You don't write in the case of an "overrun". Isn't that one of the most interesting property of a ringbuffer? It seems that your implementation is specific to your use case (buffering to sd cards?). I don't think your _current_ implementation is apropriate for a _general_ purpose ring buffer mostly because of api concerns. It may be interesting to emphasis this part in your doc.

> reads_to_end = LENGTH - read_position; > req_surpasses_buffer_end = num_reads_requested > reads_to_end; > > if (req_surpasses_buffer_end) > { > /

> * If the block requested exceeds the buffer end. Then > * return a block that reaches the end and no more. > / > block.SetStart(&(data[read_position])); > block.SetLength(reads_to_end); > } > else > { > / > * If the block requested does not exceed 0 > * then return a block that reaches the number of reads required. > */ > block.SetStart(&(data[read_position])); > block.SetLength(num_reads_requested); > }

Maybe : > reads_to_end = LENGTH - read_position; > eff_reads = (num_reads_requested > reads_to_end) ? reads_to_end : num_reads_requested; > //or : eff_reads = std::min(num_reads_requested, reads_to_end) > block.SetStart(&(data[read_position])); > block.SetLength(eff_reads);

Still, I understand the need to be very explicit in an embedded context.

Same principle for ``if (!bridges_zero)`` (the ``else`` case)

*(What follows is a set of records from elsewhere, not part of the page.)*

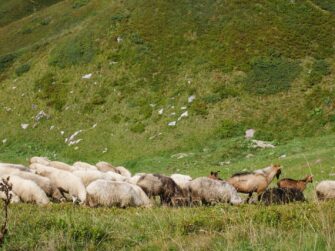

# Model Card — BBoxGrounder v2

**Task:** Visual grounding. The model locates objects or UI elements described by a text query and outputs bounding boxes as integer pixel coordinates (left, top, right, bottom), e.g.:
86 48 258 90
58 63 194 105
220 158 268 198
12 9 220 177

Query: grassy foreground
0 134 335 250
1 201 334 250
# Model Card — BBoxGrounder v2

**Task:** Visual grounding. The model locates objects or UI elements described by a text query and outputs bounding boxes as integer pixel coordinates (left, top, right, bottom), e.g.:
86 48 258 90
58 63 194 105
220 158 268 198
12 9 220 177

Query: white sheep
170 174 192 190
128 173 146 185
86 180 151 208
0 190 20 203
188 177 243 205
30 163 86 203
73 161 97 171
96 161 116 172
316 180 335 200
114 166 132 178
106 171 128 182
0 163 29 171
1 175 49 205
48 161 75 172
30 156 50 166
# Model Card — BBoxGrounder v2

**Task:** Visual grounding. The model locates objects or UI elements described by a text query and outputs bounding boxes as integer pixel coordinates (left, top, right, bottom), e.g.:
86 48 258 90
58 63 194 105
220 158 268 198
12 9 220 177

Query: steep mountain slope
0 0 334 169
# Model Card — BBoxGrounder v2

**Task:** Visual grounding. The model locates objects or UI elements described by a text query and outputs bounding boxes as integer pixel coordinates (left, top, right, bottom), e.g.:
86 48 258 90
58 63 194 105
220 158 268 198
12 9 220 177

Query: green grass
0 1 335 249
1 201 334 250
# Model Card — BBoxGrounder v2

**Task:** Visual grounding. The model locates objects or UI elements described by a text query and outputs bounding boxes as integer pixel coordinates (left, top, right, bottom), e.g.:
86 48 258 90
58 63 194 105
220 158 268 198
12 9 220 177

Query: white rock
171 153 193 159
35 110 48 122
170 112 176 116
82 73 92 79
92 124 97 129
279 154 287 159
188 95 196 103
102 148 108 153
21 124 29 129
69 130 82 141
158 108 164 115
60 131 65 135
150 104 156 107
181 106 187 110
245 129 255 139
117 36 123 43
178 111 188 121
2 139 7 144
251 140 275 149
168 121 176 126
50 126 55 130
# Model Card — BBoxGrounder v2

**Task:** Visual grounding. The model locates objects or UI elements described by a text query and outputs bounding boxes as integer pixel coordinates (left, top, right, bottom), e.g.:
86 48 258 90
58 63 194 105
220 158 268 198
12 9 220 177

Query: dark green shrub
245 57 301 95
0 53 16 72
307 59 331 85
34 73 67 111
312 0 335 13
203 85 239 104
216 120 245 139
130 122 146 133
49 34 95 68
15 64 30 76
72 0 89 9
190 100 208 116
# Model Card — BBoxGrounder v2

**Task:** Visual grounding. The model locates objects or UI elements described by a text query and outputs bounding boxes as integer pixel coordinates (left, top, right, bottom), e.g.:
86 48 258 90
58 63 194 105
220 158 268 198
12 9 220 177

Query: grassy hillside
0 0 335 167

Looks reasonable! On a system with virtual memory, one popular trick is the "virtual ring buffer," which lets the reader and writer always access a contiguous region of the full requested length. The idea is to map the same backing store twice sequentially in virtual memory. It leads to a much simpler implementation, because you don't have to handle the edge cases that relate to wrapping around.

Sample implementation in C++17 here:

https://github.com/stanford-stagecast/audio/blob/main/src/ut...

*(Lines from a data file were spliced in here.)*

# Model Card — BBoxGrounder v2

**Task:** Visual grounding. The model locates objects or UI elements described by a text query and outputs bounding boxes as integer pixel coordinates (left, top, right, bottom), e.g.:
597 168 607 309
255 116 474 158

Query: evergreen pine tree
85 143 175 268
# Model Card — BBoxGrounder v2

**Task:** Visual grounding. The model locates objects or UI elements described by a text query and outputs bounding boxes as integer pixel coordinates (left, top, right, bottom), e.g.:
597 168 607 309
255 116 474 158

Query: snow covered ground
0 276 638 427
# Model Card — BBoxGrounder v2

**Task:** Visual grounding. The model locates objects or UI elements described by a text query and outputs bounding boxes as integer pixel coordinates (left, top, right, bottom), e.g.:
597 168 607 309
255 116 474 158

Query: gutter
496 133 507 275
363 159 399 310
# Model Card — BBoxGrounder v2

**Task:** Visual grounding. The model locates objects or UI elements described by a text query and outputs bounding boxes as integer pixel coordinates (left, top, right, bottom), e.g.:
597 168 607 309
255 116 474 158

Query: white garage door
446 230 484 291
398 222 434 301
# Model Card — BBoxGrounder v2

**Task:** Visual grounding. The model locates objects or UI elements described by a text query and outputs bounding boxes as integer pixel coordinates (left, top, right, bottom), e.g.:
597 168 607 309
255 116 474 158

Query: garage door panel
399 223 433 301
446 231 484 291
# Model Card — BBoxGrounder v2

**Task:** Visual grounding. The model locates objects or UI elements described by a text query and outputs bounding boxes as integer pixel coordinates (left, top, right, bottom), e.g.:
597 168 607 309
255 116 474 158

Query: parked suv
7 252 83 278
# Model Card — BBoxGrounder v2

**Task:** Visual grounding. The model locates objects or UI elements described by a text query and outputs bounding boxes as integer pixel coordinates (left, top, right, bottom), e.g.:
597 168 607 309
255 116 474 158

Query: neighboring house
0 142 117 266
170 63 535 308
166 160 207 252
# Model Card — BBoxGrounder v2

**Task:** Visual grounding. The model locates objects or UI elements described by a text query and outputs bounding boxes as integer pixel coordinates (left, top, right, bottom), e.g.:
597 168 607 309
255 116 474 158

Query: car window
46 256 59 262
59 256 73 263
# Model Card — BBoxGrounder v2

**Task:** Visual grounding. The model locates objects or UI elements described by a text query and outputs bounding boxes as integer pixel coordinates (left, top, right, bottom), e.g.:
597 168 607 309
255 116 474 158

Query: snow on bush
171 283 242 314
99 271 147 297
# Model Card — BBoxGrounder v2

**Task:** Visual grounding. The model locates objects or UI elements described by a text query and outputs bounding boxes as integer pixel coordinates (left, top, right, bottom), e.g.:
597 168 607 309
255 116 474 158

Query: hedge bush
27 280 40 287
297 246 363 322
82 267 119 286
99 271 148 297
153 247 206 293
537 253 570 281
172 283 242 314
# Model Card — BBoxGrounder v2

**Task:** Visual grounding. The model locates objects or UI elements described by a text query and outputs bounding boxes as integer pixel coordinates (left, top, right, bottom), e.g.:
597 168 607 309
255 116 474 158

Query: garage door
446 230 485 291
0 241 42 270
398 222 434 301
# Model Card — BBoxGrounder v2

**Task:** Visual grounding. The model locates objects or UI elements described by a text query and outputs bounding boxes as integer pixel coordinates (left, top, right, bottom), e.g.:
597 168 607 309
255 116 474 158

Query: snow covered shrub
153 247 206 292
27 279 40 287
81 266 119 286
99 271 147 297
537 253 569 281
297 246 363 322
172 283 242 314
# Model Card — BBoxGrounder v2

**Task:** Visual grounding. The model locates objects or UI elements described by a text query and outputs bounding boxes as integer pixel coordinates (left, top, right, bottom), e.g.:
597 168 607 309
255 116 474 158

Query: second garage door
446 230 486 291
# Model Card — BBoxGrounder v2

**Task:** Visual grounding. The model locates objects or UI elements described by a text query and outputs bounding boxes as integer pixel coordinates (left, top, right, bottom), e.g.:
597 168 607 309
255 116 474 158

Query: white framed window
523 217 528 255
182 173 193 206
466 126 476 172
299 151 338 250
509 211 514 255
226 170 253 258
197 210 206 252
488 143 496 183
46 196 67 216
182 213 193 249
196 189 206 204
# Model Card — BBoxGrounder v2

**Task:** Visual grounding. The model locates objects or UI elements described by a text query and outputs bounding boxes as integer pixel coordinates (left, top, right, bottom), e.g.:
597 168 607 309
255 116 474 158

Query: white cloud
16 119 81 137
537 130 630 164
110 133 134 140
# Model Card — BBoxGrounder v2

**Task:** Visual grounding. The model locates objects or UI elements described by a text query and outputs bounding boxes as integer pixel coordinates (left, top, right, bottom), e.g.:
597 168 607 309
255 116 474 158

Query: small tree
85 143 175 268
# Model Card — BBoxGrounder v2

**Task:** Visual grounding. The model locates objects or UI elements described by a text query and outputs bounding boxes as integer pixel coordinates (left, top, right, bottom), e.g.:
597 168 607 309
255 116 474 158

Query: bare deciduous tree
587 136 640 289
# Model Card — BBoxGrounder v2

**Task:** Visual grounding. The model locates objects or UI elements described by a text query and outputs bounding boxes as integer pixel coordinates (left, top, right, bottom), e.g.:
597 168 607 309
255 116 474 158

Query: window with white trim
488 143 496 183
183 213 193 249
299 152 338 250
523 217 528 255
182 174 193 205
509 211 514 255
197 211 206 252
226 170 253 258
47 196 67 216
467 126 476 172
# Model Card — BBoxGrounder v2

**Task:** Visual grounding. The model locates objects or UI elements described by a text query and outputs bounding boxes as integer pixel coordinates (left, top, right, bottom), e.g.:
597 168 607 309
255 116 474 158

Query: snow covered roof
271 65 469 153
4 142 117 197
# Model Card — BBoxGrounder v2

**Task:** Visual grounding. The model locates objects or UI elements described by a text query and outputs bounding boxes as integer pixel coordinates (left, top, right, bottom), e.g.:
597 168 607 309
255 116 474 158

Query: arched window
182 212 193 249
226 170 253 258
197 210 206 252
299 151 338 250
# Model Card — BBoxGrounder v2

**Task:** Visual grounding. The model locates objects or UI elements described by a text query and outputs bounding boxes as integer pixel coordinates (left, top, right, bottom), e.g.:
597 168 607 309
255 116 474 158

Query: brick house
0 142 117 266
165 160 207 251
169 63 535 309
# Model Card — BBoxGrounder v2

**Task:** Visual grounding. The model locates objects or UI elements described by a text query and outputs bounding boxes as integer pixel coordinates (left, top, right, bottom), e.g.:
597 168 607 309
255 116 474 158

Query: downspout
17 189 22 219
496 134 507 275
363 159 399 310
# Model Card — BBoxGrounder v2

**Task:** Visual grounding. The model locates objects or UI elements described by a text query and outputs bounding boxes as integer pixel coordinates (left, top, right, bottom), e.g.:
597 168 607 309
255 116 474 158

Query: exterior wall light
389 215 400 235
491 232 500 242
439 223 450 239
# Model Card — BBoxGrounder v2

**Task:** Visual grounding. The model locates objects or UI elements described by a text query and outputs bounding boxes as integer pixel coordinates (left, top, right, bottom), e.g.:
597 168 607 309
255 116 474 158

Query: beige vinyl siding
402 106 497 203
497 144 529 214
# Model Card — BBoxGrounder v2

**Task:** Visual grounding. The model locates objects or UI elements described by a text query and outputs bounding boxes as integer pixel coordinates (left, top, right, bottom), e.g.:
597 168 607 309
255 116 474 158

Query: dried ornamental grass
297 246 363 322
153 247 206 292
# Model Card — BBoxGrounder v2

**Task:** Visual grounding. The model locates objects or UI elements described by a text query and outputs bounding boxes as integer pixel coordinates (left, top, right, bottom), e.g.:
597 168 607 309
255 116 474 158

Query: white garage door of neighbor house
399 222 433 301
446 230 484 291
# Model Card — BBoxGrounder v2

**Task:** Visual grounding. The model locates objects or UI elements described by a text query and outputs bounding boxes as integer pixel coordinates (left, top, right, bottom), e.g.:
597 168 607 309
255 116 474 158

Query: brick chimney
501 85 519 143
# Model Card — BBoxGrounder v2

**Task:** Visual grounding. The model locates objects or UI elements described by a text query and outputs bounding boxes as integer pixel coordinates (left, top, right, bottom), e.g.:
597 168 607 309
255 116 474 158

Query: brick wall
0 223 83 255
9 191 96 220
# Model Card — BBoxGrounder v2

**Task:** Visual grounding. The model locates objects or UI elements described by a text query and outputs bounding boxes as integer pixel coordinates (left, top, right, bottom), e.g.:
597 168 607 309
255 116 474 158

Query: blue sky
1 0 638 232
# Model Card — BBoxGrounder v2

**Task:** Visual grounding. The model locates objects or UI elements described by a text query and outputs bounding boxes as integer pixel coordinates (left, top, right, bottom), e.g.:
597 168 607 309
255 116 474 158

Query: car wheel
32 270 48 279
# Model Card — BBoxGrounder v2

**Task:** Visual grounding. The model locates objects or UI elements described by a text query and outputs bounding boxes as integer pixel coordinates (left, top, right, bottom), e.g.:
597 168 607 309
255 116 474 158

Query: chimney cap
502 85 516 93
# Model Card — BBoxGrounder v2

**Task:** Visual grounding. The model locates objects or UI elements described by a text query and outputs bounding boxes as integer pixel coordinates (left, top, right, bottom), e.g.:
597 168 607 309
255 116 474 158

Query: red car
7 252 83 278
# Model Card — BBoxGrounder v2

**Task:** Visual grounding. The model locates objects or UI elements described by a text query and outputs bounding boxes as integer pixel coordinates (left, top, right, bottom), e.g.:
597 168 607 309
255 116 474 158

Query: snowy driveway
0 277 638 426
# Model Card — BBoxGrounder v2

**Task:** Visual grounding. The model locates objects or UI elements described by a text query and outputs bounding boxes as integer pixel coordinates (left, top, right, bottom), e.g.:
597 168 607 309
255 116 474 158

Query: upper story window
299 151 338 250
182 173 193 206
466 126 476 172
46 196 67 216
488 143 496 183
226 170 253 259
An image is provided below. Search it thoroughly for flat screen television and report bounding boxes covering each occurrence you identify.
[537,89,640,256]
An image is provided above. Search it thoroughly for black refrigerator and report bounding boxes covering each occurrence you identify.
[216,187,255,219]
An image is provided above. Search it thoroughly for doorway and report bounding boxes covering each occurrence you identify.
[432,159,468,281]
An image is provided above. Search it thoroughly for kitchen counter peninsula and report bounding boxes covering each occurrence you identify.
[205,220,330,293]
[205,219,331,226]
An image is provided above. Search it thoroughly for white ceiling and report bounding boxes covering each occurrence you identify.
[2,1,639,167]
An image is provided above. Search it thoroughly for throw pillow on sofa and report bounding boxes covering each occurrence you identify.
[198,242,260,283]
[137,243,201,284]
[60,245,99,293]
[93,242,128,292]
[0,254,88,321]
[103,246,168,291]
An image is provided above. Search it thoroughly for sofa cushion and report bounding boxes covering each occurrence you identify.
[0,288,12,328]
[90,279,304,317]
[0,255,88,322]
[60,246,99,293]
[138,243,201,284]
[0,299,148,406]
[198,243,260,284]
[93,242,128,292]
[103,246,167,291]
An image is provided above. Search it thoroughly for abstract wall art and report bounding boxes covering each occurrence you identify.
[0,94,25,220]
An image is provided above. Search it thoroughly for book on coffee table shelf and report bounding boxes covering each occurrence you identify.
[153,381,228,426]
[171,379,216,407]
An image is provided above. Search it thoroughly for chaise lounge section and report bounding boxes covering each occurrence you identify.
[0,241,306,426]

https://github.com/stanford-stagecast/audio/blob/main/src/ut...

One thing I found useful is instead of

  volatile T member;

  T access( void ) { return member; }

Use volatile on the functions instead:

  T member;

  T access( void ) volatile { return member; }

This has causes all access to this-> within the function to be volatile, including read_position, write_position, overrun_flag and data[].

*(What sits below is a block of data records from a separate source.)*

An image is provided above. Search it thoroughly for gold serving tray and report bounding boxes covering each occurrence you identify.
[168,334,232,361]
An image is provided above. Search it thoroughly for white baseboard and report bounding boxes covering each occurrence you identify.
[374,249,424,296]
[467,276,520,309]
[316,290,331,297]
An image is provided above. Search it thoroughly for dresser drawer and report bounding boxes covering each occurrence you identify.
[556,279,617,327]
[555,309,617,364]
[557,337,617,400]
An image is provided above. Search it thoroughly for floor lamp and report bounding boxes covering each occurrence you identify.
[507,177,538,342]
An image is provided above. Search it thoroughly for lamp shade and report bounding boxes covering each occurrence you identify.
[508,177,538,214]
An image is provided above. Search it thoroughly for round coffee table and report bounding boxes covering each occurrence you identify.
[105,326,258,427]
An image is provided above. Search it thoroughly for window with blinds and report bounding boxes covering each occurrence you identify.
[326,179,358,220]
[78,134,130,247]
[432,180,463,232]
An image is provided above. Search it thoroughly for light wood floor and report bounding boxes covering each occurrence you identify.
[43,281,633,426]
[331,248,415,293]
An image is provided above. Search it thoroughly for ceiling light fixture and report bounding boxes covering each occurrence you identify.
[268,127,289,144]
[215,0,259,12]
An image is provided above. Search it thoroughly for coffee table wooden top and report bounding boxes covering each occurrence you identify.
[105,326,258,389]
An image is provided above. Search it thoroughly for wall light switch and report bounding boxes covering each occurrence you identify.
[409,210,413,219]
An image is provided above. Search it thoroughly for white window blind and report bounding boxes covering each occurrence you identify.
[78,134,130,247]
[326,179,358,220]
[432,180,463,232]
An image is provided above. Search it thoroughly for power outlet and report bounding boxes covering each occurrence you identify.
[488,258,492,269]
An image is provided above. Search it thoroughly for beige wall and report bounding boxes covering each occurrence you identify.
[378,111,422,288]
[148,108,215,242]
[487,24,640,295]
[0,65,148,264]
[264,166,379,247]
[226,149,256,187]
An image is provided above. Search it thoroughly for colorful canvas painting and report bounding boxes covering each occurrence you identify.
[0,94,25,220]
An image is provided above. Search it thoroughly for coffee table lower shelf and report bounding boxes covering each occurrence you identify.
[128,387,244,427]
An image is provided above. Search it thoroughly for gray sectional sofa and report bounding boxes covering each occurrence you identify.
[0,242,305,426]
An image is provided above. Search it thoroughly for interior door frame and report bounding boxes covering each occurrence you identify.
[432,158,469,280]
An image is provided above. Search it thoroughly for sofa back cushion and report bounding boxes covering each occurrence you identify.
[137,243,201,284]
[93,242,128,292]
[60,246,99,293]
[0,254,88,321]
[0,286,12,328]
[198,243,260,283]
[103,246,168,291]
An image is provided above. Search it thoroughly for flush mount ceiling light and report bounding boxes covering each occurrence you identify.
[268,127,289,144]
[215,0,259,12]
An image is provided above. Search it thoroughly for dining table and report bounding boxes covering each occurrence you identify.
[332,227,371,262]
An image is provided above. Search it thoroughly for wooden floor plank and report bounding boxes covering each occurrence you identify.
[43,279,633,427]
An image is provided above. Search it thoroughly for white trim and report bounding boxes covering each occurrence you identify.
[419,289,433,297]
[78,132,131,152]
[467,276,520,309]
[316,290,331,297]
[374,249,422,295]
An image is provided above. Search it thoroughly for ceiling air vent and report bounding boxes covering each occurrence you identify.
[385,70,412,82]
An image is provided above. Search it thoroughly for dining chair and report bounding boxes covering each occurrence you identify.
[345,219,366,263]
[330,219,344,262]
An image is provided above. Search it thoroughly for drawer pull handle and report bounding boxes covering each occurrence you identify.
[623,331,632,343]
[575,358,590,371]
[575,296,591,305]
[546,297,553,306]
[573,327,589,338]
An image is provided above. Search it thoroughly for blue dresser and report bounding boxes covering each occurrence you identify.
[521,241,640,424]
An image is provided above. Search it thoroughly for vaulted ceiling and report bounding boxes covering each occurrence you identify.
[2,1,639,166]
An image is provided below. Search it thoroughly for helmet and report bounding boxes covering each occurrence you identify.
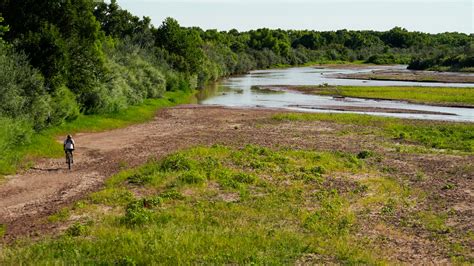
[67,134,72,139]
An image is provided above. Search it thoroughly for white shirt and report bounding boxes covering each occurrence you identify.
[64,138,75,150]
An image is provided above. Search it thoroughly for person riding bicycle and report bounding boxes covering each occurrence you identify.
[64,135,75,164]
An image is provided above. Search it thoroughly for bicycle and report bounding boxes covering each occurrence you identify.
[66,150,73,170]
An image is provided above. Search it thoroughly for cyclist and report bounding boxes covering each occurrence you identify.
[64,134,75,164]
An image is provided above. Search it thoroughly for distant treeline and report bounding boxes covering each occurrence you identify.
[0,0,472,142]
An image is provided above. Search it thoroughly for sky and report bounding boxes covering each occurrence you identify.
[116,0,473,33]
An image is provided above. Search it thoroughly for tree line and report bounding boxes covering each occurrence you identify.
[0,0,472,154]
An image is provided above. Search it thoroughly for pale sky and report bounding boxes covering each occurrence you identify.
[116,0,473,33]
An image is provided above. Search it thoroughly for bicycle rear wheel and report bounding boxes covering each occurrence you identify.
[66,151,72,170]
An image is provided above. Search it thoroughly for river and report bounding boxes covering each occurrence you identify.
[198,65,474,122]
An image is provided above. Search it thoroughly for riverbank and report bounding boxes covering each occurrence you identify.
[263,85,474,108]
[1,106,473,264]
[0,91,195,177]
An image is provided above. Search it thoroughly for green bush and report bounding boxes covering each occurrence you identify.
[49,86,80,125]
[0,117,34,174]
[0,42,52,130]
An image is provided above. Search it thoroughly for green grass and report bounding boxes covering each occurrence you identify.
[273,113,474,152]
[0,145,387,264]
[0,91,195,176]
[294,85,474,106]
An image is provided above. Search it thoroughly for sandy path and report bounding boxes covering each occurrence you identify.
[0,106,291,240]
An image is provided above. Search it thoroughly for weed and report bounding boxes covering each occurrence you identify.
[304,193,353,236]
[118,160,129,169]
[178,171,206,185]
[202,156,221,173]
[66,223,89,237]
[232,172,258,184]
[381,198,396,215]
[417,211,450,234]
[215,169,243,189]
[357,150,374,159]
[127,173,152,185]
[414,171,426,182]
[121,200,155,227]
[161,153,194,172]
[160,190,184,200]
[73,201,87,210]
[442,183,456,190]
[353,184,369,194]
[0,224,5,237]
[90,189,134,206]
[298,166,326,183]
[245,145,271,156]
[48,208,71,223]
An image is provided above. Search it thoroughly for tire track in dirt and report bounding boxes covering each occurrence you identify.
[0,106,292,241]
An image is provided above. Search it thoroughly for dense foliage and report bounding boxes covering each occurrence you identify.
[0,0,472,172]
[408,42,474,72]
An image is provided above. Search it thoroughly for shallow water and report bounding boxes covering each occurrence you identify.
[198,66,474,122]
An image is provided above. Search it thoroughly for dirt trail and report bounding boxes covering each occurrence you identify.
[0,105,300,240]
[1,105,472,263]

When inlining these functions within other parts of the code, the compiler can hoist reads into registers from the non-volatile members unless you add the compiler barrier that @ghhhhhk8899jj mentioned.

Eh. It's fine in my experience... of all the things I've gotten bitten by in C++, this has not been one of them. It's actually a bit more readable IMO... nullptr doesn't scream "null" like it should. And it's best not to overload int with pointers anyway, because other people using your code may still use NULL even if you personally don't. The one thing to watch out for is usage in template call sites, where you'd want to cast it to the correct type first, but at that point you'd want to cast the nullptr too.

What else then? In c++11 you would of course use nullptr_t, but the OP code is pre-c++11.

GCC used to use a magic builtin in pre C++11 to implement NULL, but IIRC they removed it as non-conforming.

From the article:

> Are there any drawbacks to using nullptr instead of NULL? No, unless you target old compilers that don’t support C++11, which is very unlikely.

and OP is specifically targeting c++98.

Right, I'm using the most recent C++ standard via GCC on STM32 parts now.

exactly. The fence is required even when communicating with a signal handler (or interrupt handler) on the same thread. For for the multithreaded case, depending on the architecture, the compiler barrier is likely not sufficient and an actual hardware #StoreStore fence might be required.

A specular barrier is needed on the reader side.